A Supreme Court judgment has rekindled the debate on the consequences that making special payments on a pro rata basis may have for companies when the collective labor agreement expressly prohibits such practice.

Article 31 of the Workers’ Statute acknowledges the right of employees to two special payments per year: one at Christmastime and the other in the month set by a collective labor agreement or by an agreement between the employer and the workers’ statutory representatives, which is usually a summer month. The same article establishes that it can be agreed in a collective labor agreement that the special payments will be made on a pro rata basis in twelve monthly installments. Pro rata payments need not be envisaged or can even be prohibited. But what happens when the employer breaches the prohibition on pro rata payments stipulated in the collective labor agreement? Would the worker be entitled to receive the special payments again?

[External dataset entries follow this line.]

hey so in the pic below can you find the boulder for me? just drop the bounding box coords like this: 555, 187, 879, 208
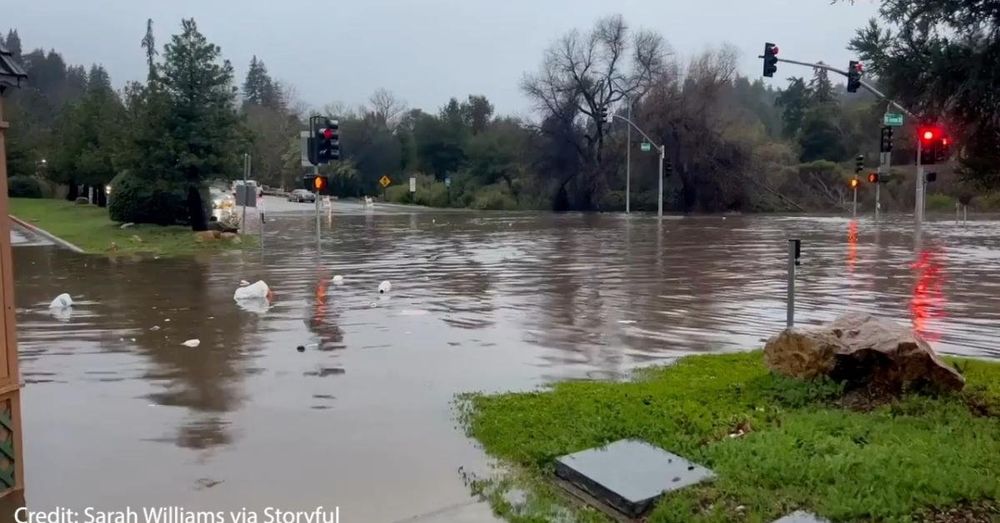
764, 313, 964, 392
194, 230, 221, 243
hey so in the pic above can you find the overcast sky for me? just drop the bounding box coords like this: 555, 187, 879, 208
4, 0, 881, 117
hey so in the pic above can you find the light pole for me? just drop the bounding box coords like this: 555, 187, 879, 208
611, 113, 665, 219
625, 97, 632, 215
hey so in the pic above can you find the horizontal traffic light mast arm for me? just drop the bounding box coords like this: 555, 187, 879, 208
610, 114, 664, 153
758, 55, 918, 119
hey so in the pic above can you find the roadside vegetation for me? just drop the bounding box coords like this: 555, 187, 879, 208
9, 198, 248, 256
459, 351, 1000, 522
5, 0, 999, 216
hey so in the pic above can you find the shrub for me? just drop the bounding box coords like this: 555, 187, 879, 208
598, 190, 625, 212
926, 193, 957, 212
7, 176, 43, 198
108, 171, 189, 225
470, 185, 518, 210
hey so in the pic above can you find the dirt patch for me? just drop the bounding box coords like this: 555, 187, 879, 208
914, 499, 999, 522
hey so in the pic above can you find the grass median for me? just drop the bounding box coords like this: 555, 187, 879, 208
459, 350, 1000, 522
9, 198, 251, 257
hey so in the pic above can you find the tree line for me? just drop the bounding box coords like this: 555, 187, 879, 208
3, 5, 996, 228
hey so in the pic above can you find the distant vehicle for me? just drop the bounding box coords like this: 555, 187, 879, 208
210, 187, 235, 210
287, 189, 316, 203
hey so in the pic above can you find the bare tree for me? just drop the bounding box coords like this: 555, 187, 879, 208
368, 88, 407, 129
523, 15, 668, 166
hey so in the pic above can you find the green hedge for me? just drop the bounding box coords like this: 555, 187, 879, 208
7, 176, 43, 198
108, 171, 189, 225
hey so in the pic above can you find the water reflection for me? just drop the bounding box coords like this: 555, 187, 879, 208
910, 247, 947, 342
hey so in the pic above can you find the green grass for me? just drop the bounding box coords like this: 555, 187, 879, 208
459, 351, 1000, 522
9, 198, 252, 257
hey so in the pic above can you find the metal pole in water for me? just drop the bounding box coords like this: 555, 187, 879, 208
786, 239, 800, 329
625, 98, 631, 215
241, 153, 248, 234
657, 145, 664, 219
853, 185, 858, 217
915, 138, 924, 226
875, 182, 881, 223
314, 164, 321, 250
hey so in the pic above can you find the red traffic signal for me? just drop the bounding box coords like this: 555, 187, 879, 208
867, 172, 879, 184
763, 43, 779, 78
323, 128, 334, 139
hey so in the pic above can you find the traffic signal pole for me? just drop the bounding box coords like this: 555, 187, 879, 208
761, 54, 925, 226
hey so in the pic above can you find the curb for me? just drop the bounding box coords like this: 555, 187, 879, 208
8, 215, 85, 253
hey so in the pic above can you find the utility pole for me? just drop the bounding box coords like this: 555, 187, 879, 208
915, 138, 924, 226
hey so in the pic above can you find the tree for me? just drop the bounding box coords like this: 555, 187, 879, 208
243, 56, 283, 110
461, 95, 494, 135
48, 65, 125, 206
848, 0, 1000, 189
158, 18, 241, 230
808, 66, 834, 104
5, 29, 21, 58
775, 77, 810, 138
367, 88, 406, 129
141, 19, 156, 79
523, 14, 667, 208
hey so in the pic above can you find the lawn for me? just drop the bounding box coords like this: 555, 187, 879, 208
8, 198, 251, 256
459, 351, 1000, 522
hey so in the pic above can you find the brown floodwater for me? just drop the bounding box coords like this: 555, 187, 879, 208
10, 203, 1000, 521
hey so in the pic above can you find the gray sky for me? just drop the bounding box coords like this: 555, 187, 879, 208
4, 0, 881, 116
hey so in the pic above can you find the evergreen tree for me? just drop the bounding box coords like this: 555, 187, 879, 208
158, 18, 241, 230
242, 55, 282, 109
808, 67, 835, 104
141, 19, 156, 80
775, 78, 810, 139
5, 29, 21, 58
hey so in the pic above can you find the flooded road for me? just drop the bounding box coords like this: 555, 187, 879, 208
11, 205, 1000, 521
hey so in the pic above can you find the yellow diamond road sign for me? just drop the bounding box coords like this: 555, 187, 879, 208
379, 175, 392, 188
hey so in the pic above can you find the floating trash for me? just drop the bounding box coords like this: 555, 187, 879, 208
181, 339, 201, 348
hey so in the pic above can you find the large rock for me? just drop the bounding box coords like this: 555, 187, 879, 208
764, 313, 964, 392
193, 230, 221, 243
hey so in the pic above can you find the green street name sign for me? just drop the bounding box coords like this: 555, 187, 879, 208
883, 113, 904, 127
641, 142, 652, 152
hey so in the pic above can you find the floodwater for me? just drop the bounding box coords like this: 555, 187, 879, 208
11, 202, 1000, 521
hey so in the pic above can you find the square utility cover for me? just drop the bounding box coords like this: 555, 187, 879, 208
554, 439, 715, 517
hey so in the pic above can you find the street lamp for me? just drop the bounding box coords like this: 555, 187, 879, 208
609, 109, 666, 219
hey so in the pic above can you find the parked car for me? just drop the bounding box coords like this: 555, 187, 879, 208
210, 187, 235, 210
287, 189, 316, 203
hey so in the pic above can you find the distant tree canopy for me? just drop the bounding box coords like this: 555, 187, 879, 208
3, 10, 994, 215
848, 0, 1000, 190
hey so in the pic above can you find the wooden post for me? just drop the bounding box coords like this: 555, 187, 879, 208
0, 94, 26, 501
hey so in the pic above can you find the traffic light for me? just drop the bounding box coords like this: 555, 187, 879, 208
598, 106, 609, 124
936, 136, 952, 163
849, 177, 860, 189
854, 154, 864, 174
847, 61, 863, 93
762, 43, 779, 77
313, 175, 328, 193
303, 174, 329, 194
867, 172, 879, 184
880, 127, 893, 153
919, 125, 941, 165
313, 118, 340, 164
664, 160, 673, 177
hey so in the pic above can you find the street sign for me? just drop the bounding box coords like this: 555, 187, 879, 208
300, 131, 312, 167
641, 142, 652, 152
409, 177, 416, 193
379, 175, 392, 188
883, 113, 904, 127
445, 177, 452, 187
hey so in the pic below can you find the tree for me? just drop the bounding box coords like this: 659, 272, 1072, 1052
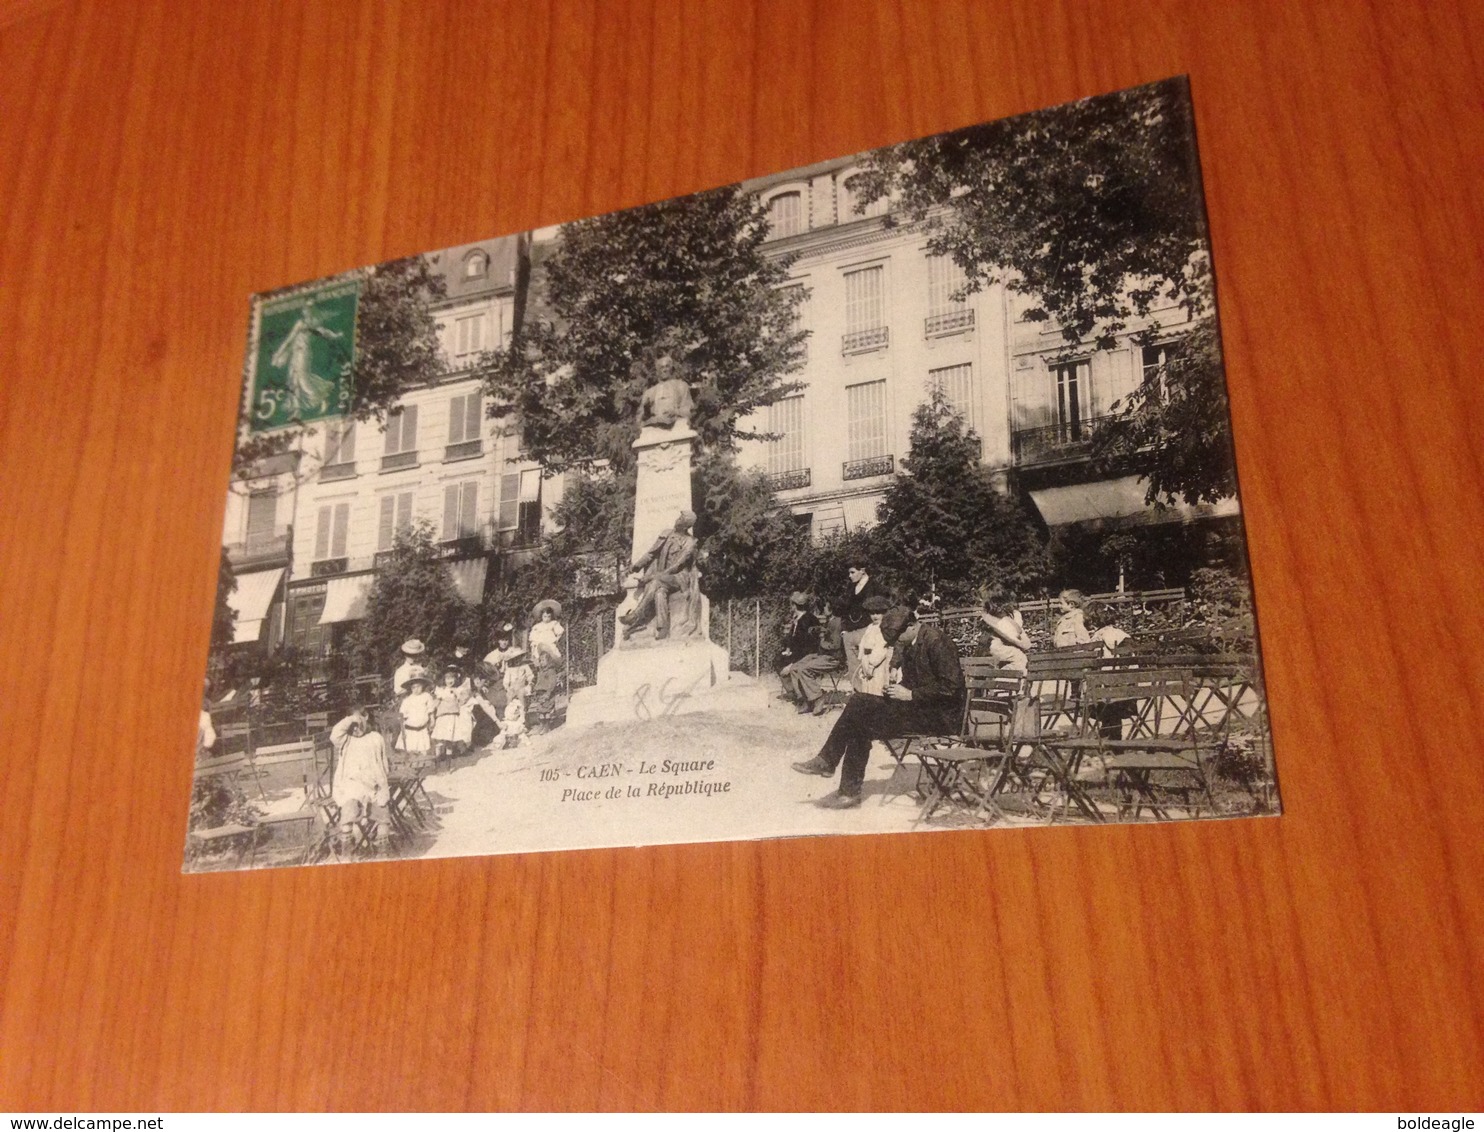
348, 522, 471, 674
855, 77, 1237, 505
692, 452, 811, 600
855, 77, 1210, 348
481, 186, 808, 473
232, 256, 447, 478
1091, 319, 1237, 504
872, 390, 1048, 604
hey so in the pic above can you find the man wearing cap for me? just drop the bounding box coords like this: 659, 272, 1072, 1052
620, 510, 698, 640
837, 562, 890, 686
392, 638, 427, 696
776, 592, 820, 707
792, 606, 966, 808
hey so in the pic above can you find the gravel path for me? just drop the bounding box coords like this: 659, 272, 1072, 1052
415, 693, 988, 860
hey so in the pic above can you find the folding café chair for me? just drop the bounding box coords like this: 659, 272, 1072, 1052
1068, 668, 1218, 821
1025, 645, 1104, 735
912, 666, 1023, 823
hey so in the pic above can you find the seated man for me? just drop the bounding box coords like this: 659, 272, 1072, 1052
791, 606, 966, 808
784, 598, 844, 715
775, 591, 820, 688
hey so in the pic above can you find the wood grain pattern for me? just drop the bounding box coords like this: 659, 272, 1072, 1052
1, 0, 1481, 1110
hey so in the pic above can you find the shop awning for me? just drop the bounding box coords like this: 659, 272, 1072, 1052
1028, 476, 1240, 529
447, 557, 489, 605
227, 567, 283, 644
317, 574, 374, 625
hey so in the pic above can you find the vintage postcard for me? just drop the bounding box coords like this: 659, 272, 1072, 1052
186, 77, 1277, 871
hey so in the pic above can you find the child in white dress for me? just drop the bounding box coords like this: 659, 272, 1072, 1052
398, 671, 435, 755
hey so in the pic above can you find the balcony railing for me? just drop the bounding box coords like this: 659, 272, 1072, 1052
1011, 415, 1112, 466
842, 454, 894, 481
436, 534, 487, 559
380, 450, 418, 471
765, 467, 811, 492
444, 439, 483, 461
841, 326, 889, 355
226, 528, 291, 569
924, 308, 975, 337
310, 557, 348, 577
319, 461, 356, 482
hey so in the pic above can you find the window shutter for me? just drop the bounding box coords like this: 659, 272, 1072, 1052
460, 482, 478, 537
442, 484, 459, 540
332, 503, 349, 557
314, 506, 331, 560
247, 491, 276, 542
466, 394, 481, 442
396, 492, 413, 533
402, 405, 418, 452
498, 473, 520, 530
448, 395, 463, 444
384, 412, 400, 454
377, 495, 395, 550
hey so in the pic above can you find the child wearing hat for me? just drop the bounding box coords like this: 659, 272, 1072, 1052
397, 668, 435, 755
853, 594, 896, 696
528, 601, 565, 669
393, 639, 428, 695
432, 666, 467, 759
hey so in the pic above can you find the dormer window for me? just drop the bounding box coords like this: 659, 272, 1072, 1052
463, 250, 489, 279
767, 191, 804, 239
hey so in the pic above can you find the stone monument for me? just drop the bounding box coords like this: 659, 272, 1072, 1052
565, 357, 765, 729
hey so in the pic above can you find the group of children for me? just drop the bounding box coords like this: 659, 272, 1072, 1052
389, 608, 565, 761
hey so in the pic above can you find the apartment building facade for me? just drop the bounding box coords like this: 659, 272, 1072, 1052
222, 236, 558, 661
739, 156, 1238, 547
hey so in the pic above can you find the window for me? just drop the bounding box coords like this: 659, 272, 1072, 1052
928, 363, 974, 425
312, 502, 350, 561
382, 405, 419, 469
442, 481, 479, 542
783, 282, 808, 359
377, 491, 414, 551
767, 396, 805, 475
447, 391, 482, 458
245, 490, 277, 549
320, 420, 357, 480
1142, 343, 1173, 391
846, 381, 887, 462
497, 471, 541, 542
1053, 361, 1090, 439
767, 192, 803, 238
285, 586, 330, 656
841, 174, 887, 220
518, 469, 543, 542
453, 313, 488, 363
842, 265, 887, 353
926, 255, 975, 336
497, 472, 521, 531
464, 250, 489, 278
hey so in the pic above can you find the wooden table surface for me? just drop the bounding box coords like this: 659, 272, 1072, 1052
2, 0, 1481, 1112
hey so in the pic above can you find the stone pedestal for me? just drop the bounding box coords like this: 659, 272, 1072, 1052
630, 423, 698, 560
565, 418, 769, 729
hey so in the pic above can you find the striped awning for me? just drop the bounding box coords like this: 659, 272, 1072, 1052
227, 567, 283, 644
317, 574, 373, 625
1028, 476, 1240, 528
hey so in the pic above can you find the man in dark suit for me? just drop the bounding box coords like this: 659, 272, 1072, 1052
792, 607, 966, 808
776, 591, 820, 704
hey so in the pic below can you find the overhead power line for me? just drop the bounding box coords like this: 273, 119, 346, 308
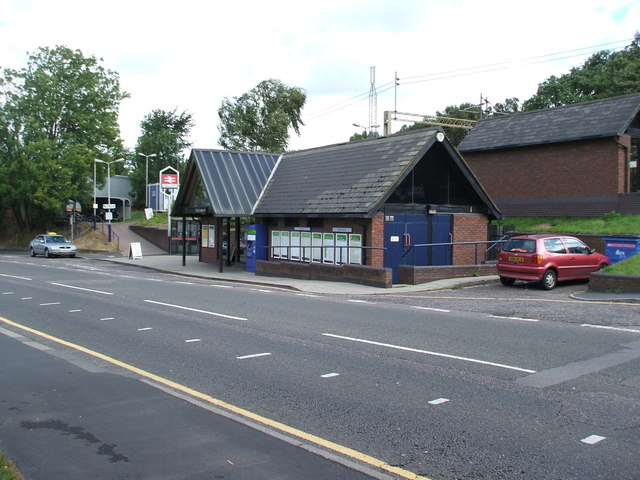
303, 37, 634, 122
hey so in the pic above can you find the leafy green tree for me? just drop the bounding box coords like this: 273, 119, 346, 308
523, 33, 640, 110
217, 79, 306, 153
349, 130, 380, 142
0, 46, 128, 231
131, 109, 193, 207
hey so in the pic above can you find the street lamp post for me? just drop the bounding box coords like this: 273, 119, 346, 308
353, 123, 380, 135
138, 153, 157, 209
93, 159, 98, 229
95, 158, 124, 224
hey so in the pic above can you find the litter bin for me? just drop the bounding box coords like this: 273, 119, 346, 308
604, 236, 640, 264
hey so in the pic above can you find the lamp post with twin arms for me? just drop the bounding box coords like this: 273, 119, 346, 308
138, 152, 157, 209
95, 158, 124, 224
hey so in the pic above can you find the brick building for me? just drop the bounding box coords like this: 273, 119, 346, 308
458, 93, 640, 217
175, 128, 501, 286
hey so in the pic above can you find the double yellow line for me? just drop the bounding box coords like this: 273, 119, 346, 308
0, 316, 432, 480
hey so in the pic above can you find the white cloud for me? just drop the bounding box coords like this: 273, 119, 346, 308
0, 0, 637, 154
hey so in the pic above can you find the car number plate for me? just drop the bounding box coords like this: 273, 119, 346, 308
508, 256, 524, 262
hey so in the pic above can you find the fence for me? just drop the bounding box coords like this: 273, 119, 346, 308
402, 237, 510, 265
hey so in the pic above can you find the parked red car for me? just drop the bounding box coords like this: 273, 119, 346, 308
497, 234, 610, 290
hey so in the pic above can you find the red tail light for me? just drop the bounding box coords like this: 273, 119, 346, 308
533, 254, 543, 264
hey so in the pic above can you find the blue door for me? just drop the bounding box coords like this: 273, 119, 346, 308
384, 214, 452, 283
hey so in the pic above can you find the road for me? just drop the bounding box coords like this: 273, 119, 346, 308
1, 253, 639, 479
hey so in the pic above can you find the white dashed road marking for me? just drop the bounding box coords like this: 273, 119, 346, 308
236, 352, 272, 360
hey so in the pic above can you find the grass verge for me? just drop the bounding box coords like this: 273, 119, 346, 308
494, 213, 640, 235
602, 254, 640, 275
0, 452, 24, 480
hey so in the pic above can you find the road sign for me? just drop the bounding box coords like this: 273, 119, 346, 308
103, 203, 116, 209
160, 166, 179, 190
161, 173, 178, 188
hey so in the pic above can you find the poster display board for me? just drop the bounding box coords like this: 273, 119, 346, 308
335, 233, 348, 264
290, 231, 301, 261
208, 225, 215, 248
349, 234, 362, 265
129, 242, 142, 260
280, 231, 290, 260
323, 233, 335, 264
311, 232, 322, 263
301, 232, 312, 262
201, 225, 209, 247
271, 230, 281, 258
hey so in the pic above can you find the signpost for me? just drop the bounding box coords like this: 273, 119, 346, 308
159, 167, 180, 252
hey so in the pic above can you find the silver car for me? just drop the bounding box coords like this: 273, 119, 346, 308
29, 234, 77, 258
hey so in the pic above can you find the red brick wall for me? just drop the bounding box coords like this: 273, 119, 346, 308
451, 214, 489, 264
368, 213, 385, 267
465, 137, 624, 200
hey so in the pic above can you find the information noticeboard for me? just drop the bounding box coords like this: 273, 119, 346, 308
301, 232, 311, 262
208, 225, 215, 248
335, 233, 348, 264
280, 231, 290, 260
201, 225, 209, 247
323, 233, 335, 264
129, 242, 143, 260
272, 231, 281, 258
311, 232, 323, 263
290, 231, 301, 261
349, 234, 362, 265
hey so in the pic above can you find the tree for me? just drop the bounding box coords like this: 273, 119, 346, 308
217, 79, 306, 153
131, 108, 193, 207
0, 46, 128, 230
349, 130, 380, 142
523, 32, 640, 110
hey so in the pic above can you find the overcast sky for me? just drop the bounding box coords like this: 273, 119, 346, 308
0, 0, 637, 153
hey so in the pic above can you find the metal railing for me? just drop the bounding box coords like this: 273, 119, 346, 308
402, 239, 509, 265
263, 245, 386, 265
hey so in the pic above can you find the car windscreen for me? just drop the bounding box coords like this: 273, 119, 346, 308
503, 238, 536, 253
46, 236, 67, 243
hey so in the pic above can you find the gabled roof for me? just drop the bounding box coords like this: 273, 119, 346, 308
458, 92, 640, 152
253, 128, 501, 218
173, 149, 279, 216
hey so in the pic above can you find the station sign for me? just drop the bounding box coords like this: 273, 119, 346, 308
160, 166, 179, 190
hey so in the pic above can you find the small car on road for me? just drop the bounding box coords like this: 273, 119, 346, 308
29, 233, 77, 258
497, 234, 609, 290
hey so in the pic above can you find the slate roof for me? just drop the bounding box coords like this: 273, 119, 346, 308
458, 92, 640, 152
174, 149, 279, 216
253, 128, 500, 218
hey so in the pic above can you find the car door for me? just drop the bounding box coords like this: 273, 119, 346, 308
543, 237, 572, 279
34, 235, 45, 254
562, 237, 599, 278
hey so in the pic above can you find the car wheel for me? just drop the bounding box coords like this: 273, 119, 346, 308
44, 248, 50, 258
541, 269, 557, 290
30, 247, 36, 257
500, 277, 516, 286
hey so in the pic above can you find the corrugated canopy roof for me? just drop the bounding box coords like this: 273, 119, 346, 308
458, 92, 640, 152
173, 149, 279, 216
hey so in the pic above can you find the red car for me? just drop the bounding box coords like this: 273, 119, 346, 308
497, 234, 610, 290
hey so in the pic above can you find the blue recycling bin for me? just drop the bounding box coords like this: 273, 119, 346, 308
604, 237, 640, 264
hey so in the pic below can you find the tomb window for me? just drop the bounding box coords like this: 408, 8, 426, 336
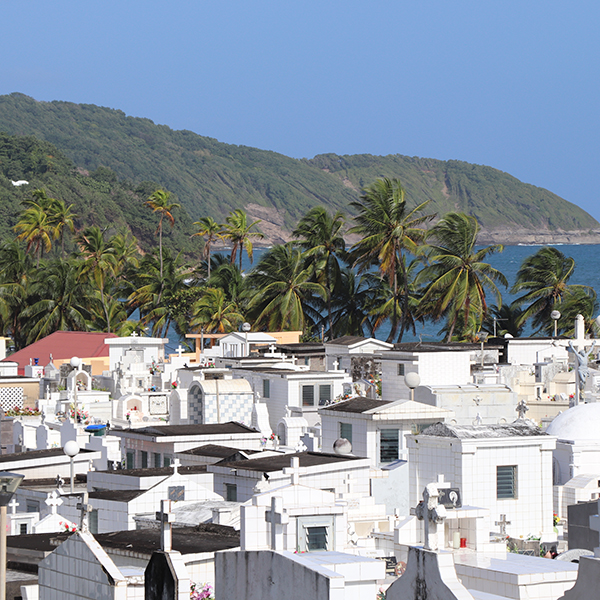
397, 364, 405, 376
141, 451, 148, 469
339, 422, 353, 445
126, 451, 135, 470
263, 379, 270, 399
26, 501, 39, 513
497, 465, 517, 499
302, 385, 315, 406
20, 523, 28, 534
319, 385, 331, 405
163, 456, 172, 467
380, 429, 399, 463
89, 509, 99, 534
297, 516, 334, 552
154, 453, 162, 468
225, 483, 237, 502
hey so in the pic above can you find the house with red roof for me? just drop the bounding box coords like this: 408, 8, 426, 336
4, 331, 119, 376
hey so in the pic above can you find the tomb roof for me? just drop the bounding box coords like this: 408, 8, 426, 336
390, 341, 502, 353
179, 444, 260, 458
546, 402, 600, 442
94, 464, 208, 477
420, 422, 545, 439
89, 489, 146, 502
215, 450, 363, 473
0, 447, 95, 464
327, 336, 371, 346
321, 397, 392, 413
118, 422, 258, 437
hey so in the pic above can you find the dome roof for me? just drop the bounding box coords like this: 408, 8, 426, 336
546, 403, 600, 442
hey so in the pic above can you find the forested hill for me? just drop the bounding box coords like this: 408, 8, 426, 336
0, 132, 200, 254
0, 92, 597, 243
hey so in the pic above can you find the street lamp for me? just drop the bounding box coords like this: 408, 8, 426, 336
478, 332, 489, 368
64, 440, 80, 493
551, 310, 561, 338
242, 322, 251, 357
405, 372, 420, 402
0, 471, 24, 600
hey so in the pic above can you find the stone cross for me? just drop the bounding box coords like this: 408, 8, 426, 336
268, 344, 277, 354
414, 482, 447, 551
45, 490, 62, 515
265, 496, 289, 550
8, 498, 19, 514
332, 359, 340, 371
172, 458, 181, 475
495, 514, 511, 537
131, 331, 139, 337
515, 399, 529, 420
76, 492, 93, 531
156, 499, 175, 552
176, 345, 184, 358
283, 456, 301, 485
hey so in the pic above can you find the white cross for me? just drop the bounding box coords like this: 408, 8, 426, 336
268, 344, 277, 354
45, 490, 63, 515
172, 458, 181, 475
414, 482, 447, 551
8, 498, 19, 514
495, 514, 511, 537
265, 496, 289, 551
131, 331, 139, 337
156, 499, 175, 552
176, 345, 184, 357
332, 359, 340, 371
76, 492, 93, 531
283, 456, 301, 485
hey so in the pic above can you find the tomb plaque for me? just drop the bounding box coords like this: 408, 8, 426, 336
150, 395, 168, 415
438, 488, 462, 509
168, 486, 185, 502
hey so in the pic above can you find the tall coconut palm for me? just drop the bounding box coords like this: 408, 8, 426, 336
417, 212, 507, 341
48, 198, 77, 259
246, 243, 325, 331
145, 189, 180, 279
511, 246, 593, 333
328, 268, 374, 338
348, 178, 434, 342
77, 226, 118, 334
191, 287, 244, 333
14, 205, 53, 266
223, 209, 264, 270
292, 207, 346, 338
192, 216, 223, 278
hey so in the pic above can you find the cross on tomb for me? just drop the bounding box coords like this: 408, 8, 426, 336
268, 344, 277, 354
265, 496, 289, 551
45, 490, 63, 515
156, 499, 175, 552
332, 359, 340, 371
76, 492, 93, 531
8, 498, 19, 515
131, 331, 139, 337
172, 458, 181, 475
283, 456, 301, 485
414, 482, 447, 551
495, 514, 511, 537
176, 345, 184, 358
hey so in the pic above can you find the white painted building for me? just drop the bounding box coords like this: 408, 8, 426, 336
407, 422, 556, 541
324, 336, 393, 375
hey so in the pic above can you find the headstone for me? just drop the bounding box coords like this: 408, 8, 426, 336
45, 490, 62, 515
265, 496, 288, 551
156, 499, 175, 552
414, 482, 447, 551
495, 514, 511, 537
76, 493, 93, 531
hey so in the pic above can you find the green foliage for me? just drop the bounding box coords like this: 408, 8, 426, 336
0, 93, 594, 234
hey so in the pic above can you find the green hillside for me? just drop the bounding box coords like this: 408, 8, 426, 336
0, 92, 597, 237
0, 131, 200, 254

According to the case law of the Supreme Court, as we analyzed in a previous post, when a collective labor agreement prohibited making special payments on a pro rata basis and the employer breached such prohibition, said pro rata payments were considered part of ordinary compensation and, in these situations, the employer had to make the special payments again. This view was expressed by the Supreme Court, among others, in its judgments of January 25, 2012, February 8, 2021 and January 19, 2022.

However, a new ruling by the Supreme Court has shifted this issue again. It is the Supreme Court’s judgment of May 18, 2022, in which, upholding the appeal in cassation for a definitive ruling on a point of law filed by the employer, the Court revoked the appealed decision and released the employer from having to pay the claimant/worker the special payments that he had received monthly on a pro rata basis.

The Supreme Court arrived at this conclusion on the grounds that the collective labor agreement in question (in this case the 7th Nationwide Collective Labor Agreement for Care Services for Dependent Persons and the Promotion of Personal Autonomy) does not define this consequence for the breach of the pro rata prohibition and, accordingly, since the claimant had received the pro rata special payments on a non-contentious basis throughout the employment relationship, “the acceptance of and consent to the monthly receipt cancelled the employer’s corresponding obligation and recognizing the special payments again would lead to an unfair enrichment of the worker.”

Thus, uncertainty has reappeared in an issue that was already settled, which undoubtedly gives cause for hope to companies that have proceeded to make special payments on a pro rata basis without first taking into account what the applicable collective labor agreement says in this regard.